Perguntas e respostas sobre o tema
1. Empregado público de autarquia pode ser demitido sem motivação?
Sim, como regra, a administração pode dispensar empregados públicos (regidos pela CLT) das autarquias e fundações sem necessidade de motivação formal, desde que não possuam estabilidade prevista na Constituição.
2. A ausência de motivação pode ser contestada judicialmente?
Pode, se houver indícios de desvio de finalidade, perseguição, discriminação ou violação de direitos fundamentais. Nessas hipóteses, a demissão pode ser anulada pelo Judiciário.
3. O entendimento sobre motivação pode mudar futuramente?
Sim.
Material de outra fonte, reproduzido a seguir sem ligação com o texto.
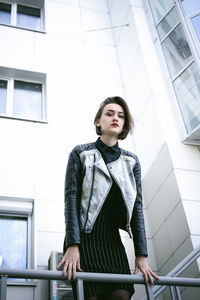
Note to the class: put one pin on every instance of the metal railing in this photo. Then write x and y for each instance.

Com as tendências de valorização dos princípios de transparência, motivação e defesa dos direitos fundamentais, alterações legislativas ou mudanças jurisprudenciais podem ocorrer, tornando o tema de constante atualização.
4. Há diferença no regime das empresas estatais?
Empresas públicas e sociedades de economia mista têm regras similares às fundações e autarquias quanto à dispensa de empregados públicos, com poder discricionário prevalecendo e ausência de exigência de motivação formal.
5. Aos servidores efetivos concursados aplica-se essa regra?
Não. Servidores efetivos concursados com estabilidade só podem ser desligados mediante processo administrativo disciplinar, sentença judicial ou avaliação de desempenho, sempre com ampla defesa e motivação explícita.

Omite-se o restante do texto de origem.